Angesichts des sogenannten „Weltfriedenstages“ der katholischen Kirche hat uns Kardinal Meisner wieder einmal seine geistigen Ergüsse kund getan. Umringt von Rock- und UniformträgerInnen sowie Politprominenz angeführt vom Kölns OB Schramma sowie dem „Verteidigungs :lol: “-Minister Franz Josef Jung lief der Meisner zu geistiger Höchstform auf. Na ja, zumindest so weit, wie es seine ständige geistliche Umnachtung zu lies.
Es ist schon erstaunlich, welche „Qualifizierungsoffensive“ der Prediger des gottgefälligen Waffengewerbes den uniformierten Befehlsgebern und -empfängern Jahr um Jahr in seinen Predigten zuteil werden läßt. Waren sie letzthin noch „Brückenbauer“ in den Ländern, die sie, wie zum Beispiel Afghanistan, okkupieren, so sollen sie nun gleich das menschliche Herz verarzten.

Wenn sie nicht gerade mit Totenschädeln Fußball spielen.

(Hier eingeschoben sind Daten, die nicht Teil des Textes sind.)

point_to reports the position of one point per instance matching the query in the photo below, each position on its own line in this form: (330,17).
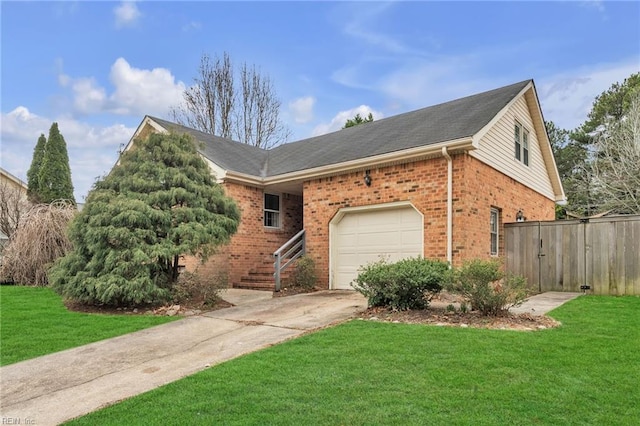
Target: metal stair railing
(290,251)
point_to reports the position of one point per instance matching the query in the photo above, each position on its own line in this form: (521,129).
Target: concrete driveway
(52,389)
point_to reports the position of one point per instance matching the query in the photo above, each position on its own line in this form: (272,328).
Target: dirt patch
(444,310)
(292,291)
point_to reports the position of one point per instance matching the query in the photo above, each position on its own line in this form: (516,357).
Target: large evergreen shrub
(403,285)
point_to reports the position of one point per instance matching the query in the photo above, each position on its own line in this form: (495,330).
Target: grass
(585,372)
(35,322)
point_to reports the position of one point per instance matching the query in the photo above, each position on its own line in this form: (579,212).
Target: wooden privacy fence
(602,253)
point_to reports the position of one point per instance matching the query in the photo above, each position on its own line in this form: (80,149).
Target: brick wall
(253,243)
(476,188)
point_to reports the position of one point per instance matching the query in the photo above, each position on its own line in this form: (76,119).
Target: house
(438,182)
(13,197)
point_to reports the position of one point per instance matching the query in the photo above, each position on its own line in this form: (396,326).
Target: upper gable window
(494,219)
(521,139)
(271,210)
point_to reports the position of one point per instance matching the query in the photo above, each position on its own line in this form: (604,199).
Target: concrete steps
(261,278)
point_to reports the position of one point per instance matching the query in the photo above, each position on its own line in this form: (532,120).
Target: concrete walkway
(542,303)
(54,388)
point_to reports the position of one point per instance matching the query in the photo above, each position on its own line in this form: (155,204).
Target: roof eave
(369,162)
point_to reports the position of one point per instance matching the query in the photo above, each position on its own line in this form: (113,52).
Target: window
(271,210)
(521,139)
(495,216)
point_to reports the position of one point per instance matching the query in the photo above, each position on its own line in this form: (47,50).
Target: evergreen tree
(357,120)
(33,181)
(160,202)
(54,177)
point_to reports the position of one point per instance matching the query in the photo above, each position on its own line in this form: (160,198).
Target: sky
(97,68)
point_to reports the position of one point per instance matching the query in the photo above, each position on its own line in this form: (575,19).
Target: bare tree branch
(13,205)
(213,106)
(616,169)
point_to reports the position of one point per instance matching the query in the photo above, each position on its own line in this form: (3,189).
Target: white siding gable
(497,149)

Ein Frieden jenseits der Kirche oder auch nur in tolerierendem Zusammenleben mit anderen Glaubens- geschweige denn Unglaubenssystemen ist für den eifrigen Künder katholischen Absolutheitsanspruchs letztlich undenkbar. Konsequenterweise verbietet er ja auch, wie letzthin wieder, sogar die Harmlosigkeit sogenannter ökumenischer Gottesdienste.
Die schlimmste Teufelei in dieser Welt ist, das hämmert Meisner , in schönster Kirchentradition, den gläubigen Köpfen unaufhörlich ein und unterstrich es dieses Jahr vor den Soldaten und Offizieren mit dem Verweis auf den „Genossen im Antichrist“ nochmals beschwörend, jeder Gedanke daran, die Verhältnisse auf Erden, zum Beispiel die bestehende Verteilung von Reichtum und Macht, in irgendeiner Weise ändern zu wollen. Mithin ist jedwede Art von „Sozialismus“ in Meisners Theologie der Gipfelpunkt des Satanismus.

Ja, der Kardinal Meisner, immer mit seinen Gedanken im Mittelalter (ach, das waren noch Zeiten) ist schon ein mächtiger Führer seiner Herde. Komisch nur das seine Internetschäfchen, die originale Soldatenpredigt schon wieder von der Internetseite des Erzbistums Köln gelöscht haben.